Mesmo a alocação da Secretaria de Inspeção de Trabalho no setor de fiscalização da Receita Federal e da Previdência também teria impactos. A fiscalização do trabalho não objetiva apenas ao pagamento de tributos e contribuições sociais e previdenciárias. Em momentos de crise de orçamento, o poder arrecadatório dessa fiscalização é importantíssimo, mas garantir direitos a quem está vivendo à margem da legislação envolve outras preocupações além de possibilitar que o Estado receba valores atrasados. A quantidade de competências demandadas de servidores públicos em um flagrante de trabalho infantil, por exemplo, vai muito além de aplicação de multas.

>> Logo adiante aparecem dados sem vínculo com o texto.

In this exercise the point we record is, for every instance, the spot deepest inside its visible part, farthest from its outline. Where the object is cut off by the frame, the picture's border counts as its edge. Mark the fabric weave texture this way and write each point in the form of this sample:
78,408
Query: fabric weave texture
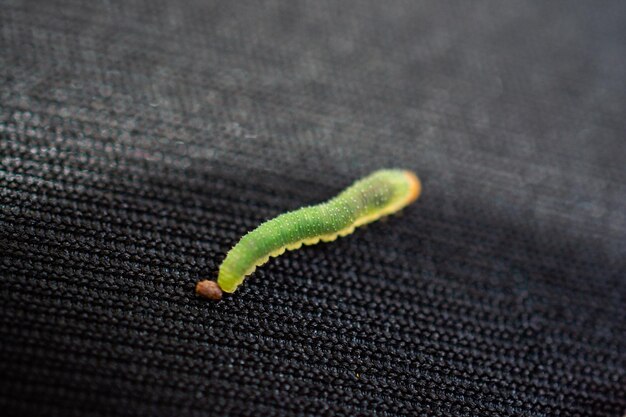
139,140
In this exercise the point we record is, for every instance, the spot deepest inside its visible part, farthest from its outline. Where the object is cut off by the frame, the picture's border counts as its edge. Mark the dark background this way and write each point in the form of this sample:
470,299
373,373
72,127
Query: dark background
140,139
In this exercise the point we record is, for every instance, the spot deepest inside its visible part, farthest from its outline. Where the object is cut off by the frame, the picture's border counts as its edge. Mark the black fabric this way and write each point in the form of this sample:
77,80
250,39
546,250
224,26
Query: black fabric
140,139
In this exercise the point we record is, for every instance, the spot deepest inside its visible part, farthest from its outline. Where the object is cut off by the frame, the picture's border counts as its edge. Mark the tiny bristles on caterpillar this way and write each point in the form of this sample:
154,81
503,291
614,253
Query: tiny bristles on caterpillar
379,194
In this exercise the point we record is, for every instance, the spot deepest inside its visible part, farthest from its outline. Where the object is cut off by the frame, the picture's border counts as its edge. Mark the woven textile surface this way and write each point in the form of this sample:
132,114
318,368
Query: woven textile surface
140,139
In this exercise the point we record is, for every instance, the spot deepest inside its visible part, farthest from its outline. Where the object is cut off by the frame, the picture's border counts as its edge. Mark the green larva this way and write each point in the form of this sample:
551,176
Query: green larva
379,194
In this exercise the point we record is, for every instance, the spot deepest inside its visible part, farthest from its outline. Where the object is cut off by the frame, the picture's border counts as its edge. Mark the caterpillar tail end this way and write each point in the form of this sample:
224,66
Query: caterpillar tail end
415,186
209,289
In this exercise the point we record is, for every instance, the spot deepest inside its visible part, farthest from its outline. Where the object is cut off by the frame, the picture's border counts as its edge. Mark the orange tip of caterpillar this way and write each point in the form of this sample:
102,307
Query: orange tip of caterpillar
209,289
415,186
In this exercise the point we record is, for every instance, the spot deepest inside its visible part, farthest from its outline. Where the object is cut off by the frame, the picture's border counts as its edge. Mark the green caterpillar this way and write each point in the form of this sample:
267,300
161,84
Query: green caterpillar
379,194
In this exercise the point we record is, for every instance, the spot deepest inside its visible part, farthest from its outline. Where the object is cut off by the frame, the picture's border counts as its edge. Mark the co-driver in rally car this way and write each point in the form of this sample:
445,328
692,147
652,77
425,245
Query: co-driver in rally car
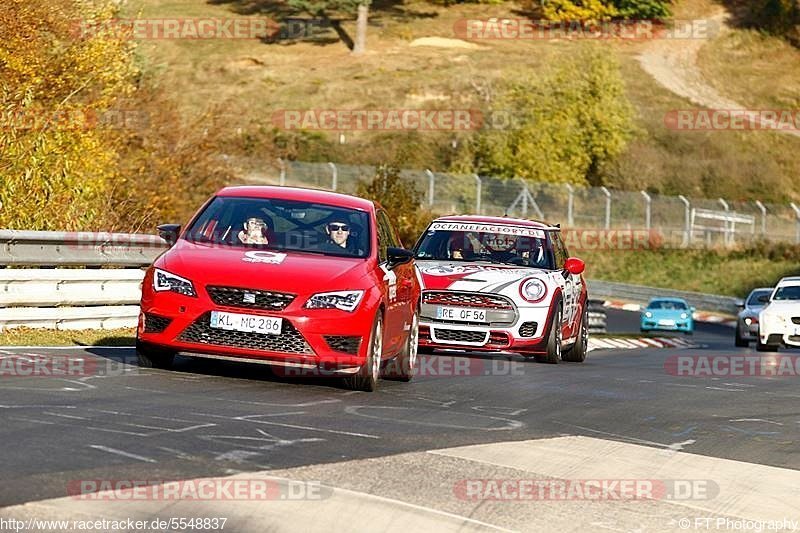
501,284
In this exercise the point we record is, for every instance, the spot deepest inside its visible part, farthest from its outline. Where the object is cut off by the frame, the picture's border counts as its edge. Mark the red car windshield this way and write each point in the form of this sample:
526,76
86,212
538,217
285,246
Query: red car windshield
282,225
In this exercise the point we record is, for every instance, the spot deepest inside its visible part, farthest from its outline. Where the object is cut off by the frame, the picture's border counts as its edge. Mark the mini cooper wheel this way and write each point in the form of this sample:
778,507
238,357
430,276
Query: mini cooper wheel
404,366
765,347
152,357
367,377
553,340
577,352
740,342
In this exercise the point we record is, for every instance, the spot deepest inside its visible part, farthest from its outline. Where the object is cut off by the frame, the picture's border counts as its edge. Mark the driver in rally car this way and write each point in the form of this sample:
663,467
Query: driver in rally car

Seguindo por esse caminho, o governo Bolsonaro pode se consolidar como um grande reprodutor de medidas tão deletérias para a classe trabalhadora quanto ineficazes para melhorar o ambiente visando ao desenvolvimento econômico. Ao anunciar o fim do ministério do Trabalho, ele acaba adotando o modelo argentino de organização da administração do trabalho. No país vizinho, os efeitos diretos desse desmonte apontam para um aumento dos conflitos que contribuem para o estado de estagnação econômica. Com medo de que nos tornássemos uma Venezuela, vamos nos aproximando da Argentina, no trato dos conflitos do trabalho, e do México, em termos de violência urbana. Não por coincidência, ambos os países ilustram experiências recentes de desregulamentação das relações de trabalho.

Em sabatina a industriais em julho, Bolsonaro afirmou que ''o trabalhador vai ter que decidir se quer menos direitos e emprego ou todos os direitos e desemprego''. A depender de suas decisões sobre a fiscalização, o trabalhador nem precisará chegar nesse dilema porque saberá que não vai ter quem zele por sua qualidade de vida. O que indica que a prática de ''ativismo'' não vem de quem fiscaliza, mas de quem impede que isso aconteça.

Em tempo: Da mesma forma que acontece com o meio ambiente, importadores e investidores estrangeiros não titubeariam em ameaçar com barreiras comerciais não-tarifárias caso o Brasil descuidasse do respeito aos direitos humanos, como já aconteceu anteriormente, como na situação de carvoeiros superexplorados que forneciam para siderúrgicas. O próprio Donald Trump adotou o discurso de que não aceitará a concorrência desleal de produtos estrangeiros, produzidos com superexploração de outras pessoas, competindo com mercadorias norte-americanas. Ou seja, gostando ou não, a defesa dos direitos humanos e trabalhistas, por mais hipócrita que seja quando vem de alguns países que bombardeiam primeiro e investigam depois, vão ser cada vez mais usados para justificar barreiras comerciais. Se o país que não se atentar a isso, e enfraquecer a fiscalização, pode perder dinheiro.